L’ingresso della riforma delle scuole superiori riaccende gli animi e le riflessioni degli insegnanti catanesi. Un biennio non unitario con indirizzi specifici per ciascun istituto, meno ore per le materie più insegnate nei licei (latino e matematica) e l’esclusione delle complementari. E i docenti?
A loro non resta che protestare contro i tagli che, a partire dall’anno prossimo, saranno circa mille nel territorio catanese.
Questi i temi più discussi all’assemblea organizzata lunedì sera dal partito di Rifondazione comunista e dal circolo “Città Futura”, alla quale hanno partecipato insegnanti ed esponenti sindacali del comparto scuola.
Ad aprire l’incontro Grazia Bux, insegnante d’inglese e membro del circolo: “Questa è una finta riforma. D’innovativo non c’è nulla. Dietro ai nuovi indirizzi c’è solo un’offerta formativa più povera, una scelta irreversibile per i ragazzi, e meno didattica perché le ore curriculari saranno ridotte”. Ciò comporterà inevitabilmente meno cattedre per i docenti, ed alcune materie diventeranno di serie b, per l’esiguo numero di ore previsto nei programmi.

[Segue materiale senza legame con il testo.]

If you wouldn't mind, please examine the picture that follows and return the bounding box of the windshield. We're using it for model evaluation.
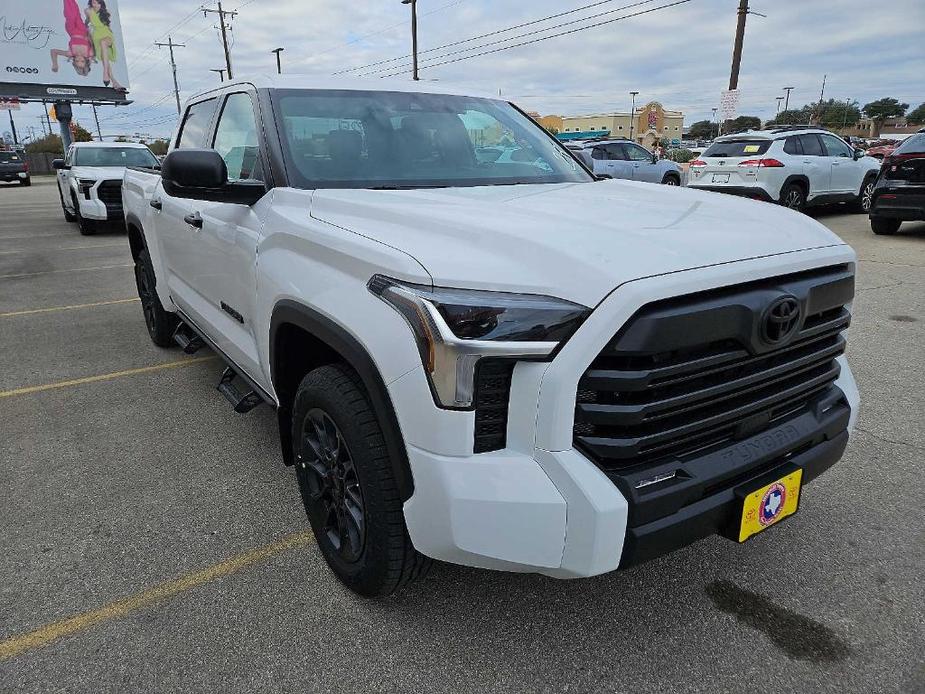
[74,147,157,167]
[275,90,592,188]
[702,140,771,157]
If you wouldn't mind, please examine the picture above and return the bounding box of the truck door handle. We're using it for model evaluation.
[183,212,202,229]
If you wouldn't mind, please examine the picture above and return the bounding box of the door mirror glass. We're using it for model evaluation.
[161,149,266,205]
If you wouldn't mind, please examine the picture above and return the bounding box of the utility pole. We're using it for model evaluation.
[401,0,420,80]
[630,92,639,142]
[270,48,286,75]
[8,109,19,145]
[154,35,186,116]
[93,104,103,142]
[199,3,238,80]
[784,87,793,120]
[816,75,828,123]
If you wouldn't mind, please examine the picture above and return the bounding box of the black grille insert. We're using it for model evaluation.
[574,266,854,471]
[473,359,514,453]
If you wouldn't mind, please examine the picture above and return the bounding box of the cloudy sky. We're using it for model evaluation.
[4,0,925,143]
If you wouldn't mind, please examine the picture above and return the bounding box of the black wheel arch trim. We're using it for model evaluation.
[270,299,414,502]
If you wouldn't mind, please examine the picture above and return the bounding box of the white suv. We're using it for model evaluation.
[52,142,160,236]
[688,126,880,212]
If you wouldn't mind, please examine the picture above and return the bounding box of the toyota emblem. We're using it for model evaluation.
[761,296,800,345]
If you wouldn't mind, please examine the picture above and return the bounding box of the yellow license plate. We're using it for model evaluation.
[739,469,803,542]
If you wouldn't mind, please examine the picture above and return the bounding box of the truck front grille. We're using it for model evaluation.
[574,266,854,470]
[96,181,122,210]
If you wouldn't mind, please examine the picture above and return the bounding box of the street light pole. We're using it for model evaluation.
[630,92,639,142]
[401,0,420,80]
[270,48,286,75]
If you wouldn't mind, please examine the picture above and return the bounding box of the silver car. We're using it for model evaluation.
[566,140,681,186]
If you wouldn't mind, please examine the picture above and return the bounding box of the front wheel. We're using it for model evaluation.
[135,249,179,347]
[292,364,431,597]
[870,217,902,236]
[855,177,877,214]
[780,183,806,212]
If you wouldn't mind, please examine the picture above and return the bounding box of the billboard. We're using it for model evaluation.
[0,0,129,101]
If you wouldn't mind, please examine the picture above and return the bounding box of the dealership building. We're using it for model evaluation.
[536,101,684,145]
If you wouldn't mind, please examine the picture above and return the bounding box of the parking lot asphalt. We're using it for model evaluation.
[0,177,925,693]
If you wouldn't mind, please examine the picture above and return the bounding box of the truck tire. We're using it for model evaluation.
[870,217,902,236]
[135,248,179,347]
[292,364,431,597]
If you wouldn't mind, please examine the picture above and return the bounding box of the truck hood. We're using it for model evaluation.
[311,180,842,306]
[71,166,125,181]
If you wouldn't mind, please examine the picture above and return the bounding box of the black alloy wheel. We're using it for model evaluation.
[298,407,366,564]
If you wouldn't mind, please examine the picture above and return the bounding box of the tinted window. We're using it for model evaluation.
[784,137,803,154]
[626,145,652,161]
[819,135,854,157]
[703,140,771,157]
[212,93,263,181]
[273,90,591,188]
[176,99,218,149]
[74,147,157,167]
[800,135,825,157]
[893,133,925,154]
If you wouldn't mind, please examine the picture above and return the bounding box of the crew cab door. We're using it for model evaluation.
[193,92,266,382]
[819,133,865,193]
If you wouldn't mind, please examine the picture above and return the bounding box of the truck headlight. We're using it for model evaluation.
[368,275,591,409]
[77,178,96,200]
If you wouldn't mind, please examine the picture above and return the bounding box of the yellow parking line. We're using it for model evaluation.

Tradotto in numeri lo scenario che si prospetta è poco confortante: secondo i dati di “Città Futura” l’anno prossimo si prevedono 5.600 tagli nella scuola siciliana, si passerà da quaranta ore settimanali a trentadue negli istituti professionali, con un deficit nelle discipline qualificanti.
L’educazione musicale, le discipline audiovisive e l’insegnamento del diritto scompariranno: è previsto un taglio del 100%. “La musica diventerà un sapere settoriale” afferma Grazia Bux. Elemento imprescindibile dalla cultura di un uomo, la musica non trova spazio in questa scuola. O musicisti professionisti, o niente.
Il ministro Gelmini ha sottolineato l’importanza di un profilo internazionale della scuola italiana: la riforma prevede più inglese per tutti. “Più inglese?” sorride amaramente la professoressa Bux. “Al liceo classico l’inglese è già presente con l’indirizzo sperimentale. Non si farà altro che tagliare la seconda lingua straniera”.
La scuola italiana sembra non avere mai pace. Si emana un decreto ministeriale dopo l’altro, alcune competenze spettano alla Regione, altre allo Stato. L’avvocato Ursula Raniolo, membro del circolo, chiarisce l’attuale situazione normativa: “Siamo davanti ad una scuola del risparmio. Il decreto ministeriale 49 del 2009 consente al docente tre province aggiuntive al momento della domanda per l’incarico. Il successivo decreto 134 del 2009 è stato definito “salvaprecari” perché preferisce, nel conferire l’incarico, il docente che l’anno precedente avesse insegnato per almeno 180 giorni”. E tutti gli altri?
“Questo è il decreto ammazzaprecari”, afferma senza mezzi termini la professoressa Maria Chiara Longo, coordinatrice del movimento precari. “Se non accetti i 10 giorni qua e le due settimane altrove vieni depennato dalla graduatoria, perdi punteggio e pure l’indennità di disoccupazione”. La Longo lamenta le difficoltà che s’incontrano nel rendere pubbliche le azioni dei docenti, soprattutto sulla tv nazionale. E accenna alla proposta di uno sciopero degli scrutini di giugno.
“Condividere il problema con la cittadinanza è importante: bisogna creare una serie di alleanze per facilitare il dialogo con i vertici” afferma Lillo Fasciana, segretario provinciale della FLC-Cgil di Catania. Oltre al problema dell’occupazione per i docenti, il nodo centrale della scuola rimane la formazione: gli insegnanti intervenuti all’incontro ribadiscono l’importanza di una soluzione comune per il biennio, che permetta di scegliere con serenità e maturità il proseguimento degli studi.